Major injury concerns are also a thing of the past for Embiid since he played a career-high 68 games last season and 66 this season.
“He has done everything,” Rivers told Andscape. “No one outworks him. All summer he works on his game. We needed him to become a better passer. He’s doing [Charles] Barkley now … He works his a– off and you see it.”
Embiid and the Sixers enter the playoffs Saturday as the Eastern Conference’s third seed hosting the sixth-seeded Brooklyn Nets (1 p.m., ESPN). While the Sixers have the talent to win a title with Embiid, James Harden, Tyrese Maxey and Tobias Harris, Embiid understands the challenge to become a champion.
“I always say that obviously I can’t win alone. And there’s only one team that gets to be happy at the end with a championship, so it’s hard,” Embiid said. “It’s funny, I was listening to what [Portland Trail Blazers star] Dame [Lillard] was talking about, how people just think it’s like, ‘Either you win, or you suck.’ That’s not the right way to think about it, because it’s hard to win. You got a lot of great teams in this league — just in the East alone, probably the two best teams in the league, Boston, Milwaukee. And then the West is crazy, too.
“From one through eight, any of those teams can make the Finals and win it all. So, the focus is just getting [in] the best shape possible, healthy and no freak injuries, and I will try to take my teammates along and just play together. Whatever happens, happens. But I’m going to do whatever it takes to win.”
The 76ers have not been to the NBA Finals since 2001 and haven’t won an NBA title in 40 years. So, what would it mean for Embiid to bring a championship back to the City of Brotherly Love?
“It would mean everything. I’ve always said that it would be nice to play for one team for your whole career,” Embiid said. “It would be fun, but sometimes you also want new challenges and all that stuff. But it would mean a lot. I’ve been here for such a long time, but it would just validate all the suffering and all the hard work that we put in.”

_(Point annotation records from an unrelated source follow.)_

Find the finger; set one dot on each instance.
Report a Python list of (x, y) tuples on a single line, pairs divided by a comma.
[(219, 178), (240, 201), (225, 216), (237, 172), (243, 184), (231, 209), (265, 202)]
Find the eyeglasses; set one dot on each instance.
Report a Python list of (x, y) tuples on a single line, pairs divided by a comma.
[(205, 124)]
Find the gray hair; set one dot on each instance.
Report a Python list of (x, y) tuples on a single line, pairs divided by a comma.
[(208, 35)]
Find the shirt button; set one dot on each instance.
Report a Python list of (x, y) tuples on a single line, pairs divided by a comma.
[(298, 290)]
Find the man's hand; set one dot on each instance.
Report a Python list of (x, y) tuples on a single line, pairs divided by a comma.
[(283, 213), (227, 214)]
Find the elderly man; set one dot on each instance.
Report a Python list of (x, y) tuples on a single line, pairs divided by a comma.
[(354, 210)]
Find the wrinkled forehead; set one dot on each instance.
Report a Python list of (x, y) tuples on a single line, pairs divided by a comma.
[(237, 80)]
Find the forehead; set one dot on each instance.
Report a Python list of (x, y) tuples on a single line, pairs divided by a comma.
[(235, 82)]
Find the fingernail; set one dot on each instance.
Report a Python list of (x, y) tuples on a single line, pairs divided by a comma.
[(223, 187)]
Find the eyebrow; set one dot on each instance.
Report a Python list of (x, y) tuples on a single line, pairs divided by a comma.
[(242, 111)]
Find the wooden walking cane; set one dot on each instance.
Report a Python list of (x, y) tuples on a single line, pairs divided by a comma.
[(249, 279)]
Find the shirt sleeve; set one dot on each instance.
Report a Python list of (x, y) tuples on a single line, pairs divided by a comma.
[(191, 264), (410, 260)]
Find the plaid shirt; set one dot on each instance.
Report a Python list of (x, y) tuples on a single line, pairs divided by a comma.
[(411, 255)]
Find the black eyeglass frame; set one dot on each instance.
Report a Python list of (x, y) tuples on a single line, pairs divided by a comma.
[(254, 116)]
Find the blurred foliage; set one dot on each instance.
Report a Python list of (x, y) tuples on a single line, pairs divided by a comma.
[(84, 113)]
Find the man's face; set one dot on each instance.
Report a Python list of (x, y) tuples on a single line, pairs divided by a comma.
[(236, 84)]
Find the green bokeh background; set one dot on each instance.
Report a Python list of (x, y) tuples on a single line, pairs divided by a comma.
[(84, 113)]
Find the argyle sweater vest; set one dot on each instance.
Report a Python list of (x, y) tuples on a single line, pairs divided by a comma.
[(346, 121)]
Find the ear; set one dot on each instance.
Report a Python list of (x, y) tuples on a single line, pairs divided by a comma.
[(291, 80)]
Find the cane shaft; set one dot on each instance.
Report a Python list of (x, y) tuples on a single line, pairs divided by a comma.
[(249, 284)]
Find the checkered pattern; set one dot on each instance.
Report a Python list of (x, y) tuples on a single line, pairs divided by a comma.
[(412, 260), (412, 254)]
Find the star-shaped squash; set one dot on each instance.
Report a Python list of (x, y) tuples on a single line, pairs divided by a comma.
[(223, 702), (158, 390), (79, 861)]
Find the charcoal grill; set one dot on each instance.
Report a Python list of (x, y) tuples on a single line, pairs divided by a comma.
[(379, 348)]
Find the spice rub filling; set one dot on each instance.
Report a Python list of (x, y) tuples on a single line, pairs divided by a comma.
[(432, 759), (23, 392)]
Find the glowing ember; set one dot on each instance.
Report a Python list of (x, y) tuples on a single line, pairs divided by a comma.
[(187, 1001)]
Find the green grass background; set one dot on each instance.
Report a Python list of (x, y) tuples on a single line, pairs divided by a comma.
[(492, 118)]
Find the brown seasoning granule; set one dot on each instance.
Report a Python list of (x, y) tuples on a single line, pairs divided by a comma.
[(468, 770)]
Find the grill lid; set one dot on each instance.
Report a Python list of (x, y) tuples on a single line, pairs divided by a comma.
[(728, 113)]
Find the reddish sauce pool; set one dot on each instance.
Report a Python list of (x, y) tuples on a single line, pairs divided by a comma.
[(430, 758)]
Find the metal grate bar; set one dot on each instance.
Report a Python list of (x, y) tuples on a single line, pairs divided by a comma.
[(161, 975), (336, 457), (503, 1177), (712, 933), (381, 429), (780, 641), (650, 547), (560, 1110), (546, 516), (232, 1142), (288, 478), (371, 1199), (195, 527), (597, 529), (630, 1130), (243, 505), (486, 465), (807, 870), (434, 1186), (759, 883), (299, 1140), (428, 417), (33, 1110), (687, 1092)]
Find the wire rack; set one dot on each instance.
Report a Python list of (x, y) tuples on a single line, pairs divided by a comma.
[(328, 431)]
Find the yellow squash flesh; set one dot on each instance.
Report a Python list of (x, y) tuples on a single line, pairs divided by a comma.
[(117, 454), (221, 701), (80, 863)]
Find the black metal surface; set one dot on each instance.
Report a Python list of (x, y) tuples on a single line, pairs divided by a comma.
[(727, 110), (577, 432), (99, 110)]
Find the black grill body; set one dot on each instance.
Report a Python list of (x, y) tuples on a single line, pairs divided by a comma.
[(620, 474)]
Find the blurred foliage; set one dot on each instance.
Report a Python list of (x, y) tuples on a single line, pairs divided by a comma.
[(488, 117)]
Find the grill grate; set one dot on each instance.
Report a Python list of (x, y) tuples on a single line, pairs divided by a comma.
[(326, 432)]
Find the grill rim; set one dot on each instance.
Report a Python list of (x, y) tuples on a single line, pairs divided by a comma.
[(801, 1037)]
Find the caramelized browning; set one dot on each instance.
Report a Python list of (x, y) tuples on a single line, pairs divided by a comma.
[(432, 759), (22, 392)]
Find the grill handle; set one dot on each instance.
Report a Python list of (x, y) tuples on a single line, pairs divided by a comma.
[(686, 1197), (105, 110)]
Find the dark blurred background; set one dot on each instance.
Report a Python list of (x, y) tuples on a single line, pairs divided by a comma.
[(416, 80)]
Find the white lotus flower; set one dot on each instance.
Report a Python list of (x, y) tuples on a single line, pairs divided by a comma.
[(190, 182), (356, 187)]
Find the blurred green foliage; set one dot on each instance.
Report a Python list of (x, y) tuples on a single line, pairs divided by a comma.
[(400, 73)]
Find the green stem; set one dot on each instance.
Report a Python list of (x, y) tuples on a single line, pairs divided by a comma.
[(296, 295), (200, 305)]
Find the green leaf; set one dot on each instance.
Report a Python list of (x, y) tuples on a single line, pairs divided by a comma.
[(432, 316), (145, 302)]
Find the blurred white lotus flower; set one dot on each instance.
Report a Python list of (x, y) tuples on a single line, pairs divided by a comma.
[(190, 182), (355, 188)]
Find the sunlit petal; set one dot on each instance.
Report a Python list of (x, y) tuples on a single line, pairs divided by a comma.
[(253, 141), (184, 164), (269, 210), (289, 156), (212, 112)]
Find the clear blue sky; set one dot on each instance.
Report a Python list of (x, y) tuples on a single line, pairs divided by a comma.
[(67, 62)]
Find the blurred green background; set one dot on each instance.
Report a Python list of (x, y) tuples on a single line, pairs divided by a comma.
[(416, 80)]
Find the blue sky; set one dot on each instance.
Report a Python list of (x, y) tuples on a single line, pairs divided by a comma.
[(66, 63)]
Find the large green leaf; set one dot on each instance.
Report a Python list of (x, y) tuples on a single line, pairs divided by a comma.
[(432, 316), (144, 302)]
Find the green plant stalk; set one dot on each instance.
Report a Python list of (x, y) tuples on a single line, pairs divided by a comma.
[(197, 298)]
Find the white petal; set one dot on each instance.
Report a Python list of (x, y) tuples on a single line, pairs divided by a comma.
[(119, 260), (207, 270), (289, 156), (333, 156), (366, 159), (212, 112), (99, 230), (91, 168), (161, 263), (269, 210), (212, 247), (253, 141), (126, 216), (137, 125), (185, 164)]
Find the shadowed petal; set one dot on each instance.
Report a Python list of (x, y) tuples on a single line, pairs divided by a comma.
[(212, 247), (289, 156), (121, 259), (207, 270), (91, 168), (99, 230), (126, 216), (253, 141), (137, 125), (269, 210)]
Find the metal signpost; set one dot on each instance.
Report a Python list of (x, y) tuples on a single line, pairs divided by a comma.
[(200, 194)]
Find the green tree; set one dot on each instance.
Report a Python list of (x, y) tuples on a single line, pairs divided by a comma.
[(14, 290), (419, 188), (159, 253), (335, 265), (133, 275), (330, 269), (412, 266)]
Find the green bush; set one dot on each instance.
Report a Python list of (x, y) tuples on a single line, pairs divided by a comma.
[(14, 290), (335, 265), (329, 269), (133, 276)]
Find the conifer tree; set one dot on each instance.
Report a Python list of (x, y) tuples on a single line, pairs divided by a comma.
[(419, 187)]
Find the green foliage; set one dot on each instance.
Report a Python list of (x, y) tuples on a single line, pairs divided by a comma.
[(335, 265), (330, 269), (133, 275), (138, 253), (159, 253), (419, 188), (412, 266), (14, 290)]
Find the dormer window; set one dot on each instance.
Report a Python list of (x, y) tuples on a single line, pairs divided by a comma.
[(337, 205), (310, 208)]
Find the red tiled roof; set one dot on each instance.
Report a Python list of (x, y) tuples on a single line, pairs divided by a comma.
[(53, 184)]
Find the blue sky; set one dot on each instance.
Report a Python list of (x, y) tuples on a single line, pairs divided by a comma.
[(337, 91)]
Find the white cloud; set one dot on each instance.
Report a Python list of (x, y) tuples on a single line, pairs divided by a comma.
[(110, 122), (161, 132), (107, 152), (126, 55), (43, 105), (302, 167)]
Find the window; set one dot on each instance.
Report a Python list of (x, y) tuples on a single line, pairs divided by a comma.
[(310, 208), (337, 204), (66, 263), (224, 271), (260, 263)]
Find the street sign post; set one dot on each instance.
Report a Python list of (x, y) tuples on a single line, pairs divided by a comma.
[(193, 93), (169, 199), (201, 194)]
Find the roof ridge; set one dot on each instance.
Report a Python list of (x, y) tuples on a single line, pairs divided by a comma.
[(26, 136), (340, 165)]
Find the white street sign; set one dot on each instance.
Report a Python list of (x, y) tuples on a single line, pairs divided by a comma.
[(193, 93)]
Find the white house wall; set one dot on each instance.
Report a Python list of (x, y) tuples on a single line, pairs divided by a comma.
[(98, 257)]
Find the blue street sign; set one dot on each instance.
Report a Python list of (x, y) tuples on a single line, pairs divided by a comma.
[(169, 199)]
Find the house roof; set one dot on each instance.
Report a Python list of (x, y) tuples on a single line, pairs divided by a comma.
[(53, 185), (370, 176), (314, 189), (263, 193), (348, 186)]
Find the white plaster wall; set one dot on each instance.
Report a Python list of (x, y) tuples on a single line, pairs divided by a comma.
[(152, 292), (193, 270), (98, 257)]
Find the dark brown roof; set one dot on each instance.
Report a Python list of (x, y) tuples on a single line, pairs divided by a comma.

It would also mean everything for Embiid to help more Africans follow in his footsteps to college basketball and the NBA. He is a big fan of the Basketball Africa League, which is in the midst of its third season, and watches games regularly.
Embiid would also like to help Africans on and off the court.
“There’s so much more I want to do,” Embiid said. “I’m trying to build this team around me that can help me reach some level as far as helping people, whether it’s basketballwise or building hospitals and schools. It’s all about having the right people around. I’ve always said that there’s a lot of talent in Africa. We just don’t have the resources, and we don’t have the right people to teach us.
“I was lucky. A couple of these guys were lucky. It’s all about being lucky, but it’s going to take more than me. It’s going to take some other guys, but I like the way we [are] headed.”